Lucian Freud, Sleeping Head (1961-71)
Courtesy Christie's Images 2025
“Already by 1956, you’re looking at an older man—Freud is in his 30s and he is fascinated with how paint could change, how it could begin to relax,” Arnold says. “At this point, Bacon has an important influence over Freud’s practice and it is with some encouragement from Bacon that Freud decides to loosen up his brushwork. There’s a story that, in the early period, Freud said he would sometimes see the outline of his eye on the canvas because he was staring so hard. But by 1956-7 he has started to loosen up.” She adds: “Freud is not looking at us in this picture, he is looking at himself. His relationship with his then wife Caroline Blackwood is changing, he is not in the first flush of love.”

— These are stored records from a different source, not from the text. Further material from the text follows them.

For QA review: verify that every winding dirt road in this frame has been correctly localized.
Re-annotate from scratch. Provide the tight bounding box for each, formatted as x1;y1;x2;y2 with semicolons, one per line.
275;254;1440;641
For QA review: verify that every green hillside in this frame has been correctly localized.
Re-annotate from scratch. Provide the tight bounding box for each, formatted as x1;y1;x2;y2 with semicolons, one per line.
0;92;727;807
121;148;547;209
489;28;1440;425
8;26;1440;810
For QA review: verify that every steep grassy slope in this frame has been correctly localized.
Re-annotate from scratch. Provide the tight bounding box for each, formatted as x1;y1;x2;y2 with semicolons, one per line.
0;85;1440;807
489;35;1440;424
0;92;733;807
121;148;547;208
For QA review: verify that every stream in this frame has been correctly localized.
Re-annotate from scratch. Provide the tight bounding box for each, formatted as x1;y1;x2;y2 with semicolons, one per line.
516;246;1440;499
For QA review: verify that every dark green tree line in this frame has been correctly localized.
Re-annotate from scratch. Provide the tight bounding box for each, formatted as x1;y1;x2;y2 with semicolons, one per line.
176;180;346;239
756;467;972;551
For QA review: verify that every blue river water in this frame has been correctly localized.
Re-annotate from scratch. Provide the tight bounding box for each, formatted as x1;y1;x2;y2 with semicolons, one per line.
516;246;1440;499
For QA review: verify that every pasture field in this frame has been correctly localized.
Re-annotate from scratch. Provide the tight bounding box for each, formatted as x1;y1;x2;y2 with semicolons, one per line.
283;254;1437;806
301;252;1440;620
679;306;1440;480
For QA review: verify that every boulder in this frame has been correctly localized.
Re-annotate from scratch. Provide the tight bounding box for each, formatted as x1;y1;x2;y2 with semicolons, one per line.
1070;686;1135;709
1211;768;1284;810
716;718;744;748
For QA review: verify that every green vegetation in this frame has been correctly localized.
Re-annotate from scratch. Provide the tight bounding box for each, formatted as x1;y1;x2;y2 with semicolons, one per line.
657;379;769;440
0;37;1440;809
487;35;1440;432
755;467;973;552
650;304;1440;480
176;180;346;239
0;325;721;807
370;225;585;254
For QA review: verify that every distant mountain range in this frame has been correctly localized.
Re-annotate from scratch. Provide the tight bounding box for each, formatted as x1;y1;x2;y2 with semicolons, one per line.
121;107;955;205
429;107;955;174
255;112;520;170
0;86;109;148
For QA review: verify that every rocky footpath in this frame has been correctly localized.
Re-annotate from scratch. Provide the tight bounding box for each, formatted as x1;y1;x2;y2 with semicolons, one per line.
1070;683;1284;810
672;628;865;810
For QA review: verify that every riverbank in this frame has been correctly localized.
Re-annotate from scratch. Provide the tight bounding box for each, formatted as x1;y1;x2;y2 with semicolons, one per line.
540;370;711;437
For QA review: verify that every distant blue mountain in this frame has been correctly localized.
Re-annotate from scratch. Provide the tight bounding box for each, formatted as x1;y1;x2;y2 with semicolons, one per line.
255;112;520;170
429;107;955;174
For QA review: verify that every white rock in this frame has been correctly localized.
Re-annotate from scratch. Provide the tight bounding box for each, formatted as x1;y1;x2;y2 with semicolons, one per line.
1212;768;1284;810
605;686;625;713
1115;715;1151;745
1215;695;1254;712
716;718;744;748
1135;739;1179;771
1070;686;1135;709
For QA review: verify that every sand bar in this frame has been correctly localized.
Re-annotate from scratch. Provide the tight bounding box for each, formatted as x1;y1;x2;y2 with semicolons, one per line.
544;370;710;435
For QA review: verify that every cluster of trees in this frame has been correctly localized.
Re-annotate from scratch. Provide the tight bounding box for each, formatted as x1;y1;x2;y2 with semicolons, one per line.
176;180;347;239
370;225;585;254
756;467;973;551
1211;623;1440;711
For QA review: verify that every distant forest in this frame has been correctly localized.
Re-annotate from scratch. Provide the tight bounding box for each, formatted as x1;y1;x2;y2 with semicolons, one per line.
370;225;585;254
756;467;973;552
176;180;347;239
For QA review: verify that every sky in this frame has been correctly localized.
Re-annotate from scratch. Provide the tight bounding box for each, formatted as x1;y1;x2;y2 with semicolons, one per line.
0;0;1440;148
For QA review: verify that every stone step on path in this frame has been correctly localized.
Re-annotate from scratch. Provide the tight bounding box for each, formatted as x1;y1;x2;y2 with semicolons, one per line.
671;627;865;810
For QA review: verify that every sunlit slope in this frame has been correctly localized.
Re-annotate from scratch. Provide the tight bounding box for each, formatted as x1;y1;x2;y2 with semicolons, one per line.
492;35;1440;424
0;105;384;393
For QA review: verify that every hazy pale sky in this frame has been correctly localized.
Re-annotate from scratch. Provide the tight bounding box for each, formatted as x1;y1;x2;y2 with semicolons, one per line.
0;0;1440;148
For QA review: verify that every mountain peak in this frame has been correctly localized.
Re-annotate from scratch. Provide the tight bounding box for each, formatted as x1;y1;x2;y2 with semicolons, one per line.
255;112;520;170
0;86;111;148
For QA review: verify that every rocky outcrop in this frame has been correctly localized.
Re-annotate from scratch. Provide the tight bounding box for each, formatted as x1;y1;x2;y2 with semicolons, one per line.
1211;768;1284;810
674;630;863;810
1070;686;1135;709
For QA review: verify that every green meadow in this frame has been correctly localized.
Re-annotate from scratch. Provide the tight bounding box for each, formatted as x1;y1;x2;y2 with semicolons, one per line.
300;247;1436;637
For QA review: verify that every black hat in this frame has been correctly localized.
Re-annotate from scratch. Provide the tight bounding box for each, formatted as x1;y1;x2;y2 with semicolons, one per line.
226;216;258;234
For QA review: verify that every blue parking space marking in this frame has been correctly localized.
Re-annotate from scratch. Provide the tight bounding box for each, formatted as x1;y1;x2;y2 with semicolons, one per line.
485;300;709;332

The brushstrokes get thicker and more expressive still in Sleeping Head (1961–71, est. £2m-£3m), the only one of the trio to have previously appeared at auction—at Christie’s London in 1971, when it was sold by the 5th Marquis of Dufferin and Ava, Sheridan Dufferin, Blackwood’s brother. First shown at Marlborough Gallery in 1963, the tightly cropped work depicts a young woman, who met Freud in a Soho bar, dozing on the oft-depicted shabby leather sofa in his Paddington studio.
“This painting marks another transition in technique again,” Arnold says. “At this point he has just come back from Greece and he has a brief relationship with this woman. We don’t know who she is, but he is painting in a very free, confident way. We don’t know if that’s a reflection of his personal life—he’s no longer married—but he’s now stepping into a very fluent, easy painting style. So, when you look at all three works together, you have this arc of painting technique.”
On the market for Freud’s work, Arnold says: “There’s a high degree of curiosity in the early works, the reason being that after 1958 the technique has changed so there’s only a discreet moment in time when these works were being made, therefore they are rare, especially as a lot of the great early paintings are in public institutions.” She adds: “I think the buyers of these early works might just as easily be the buyer of a 1932 Picasso—they’re not necessarily the sort of person who would buy a British figurative painter.” The sitter also plays a role in a works appeal and, Arnold adds, “a self-portrait is always a particularly interesting insight into a painter, so they tend to be the most prized—we have collectors who only buy self-portraits.”
As for geographical demand, Arnold says: “Over the past year, we’ve sold a major painting to North America, two to Asia, we’ve had deep European bidding, UK buyers. So, it’s universal.”
The paintings have been guaranteed to sell by Christie’s.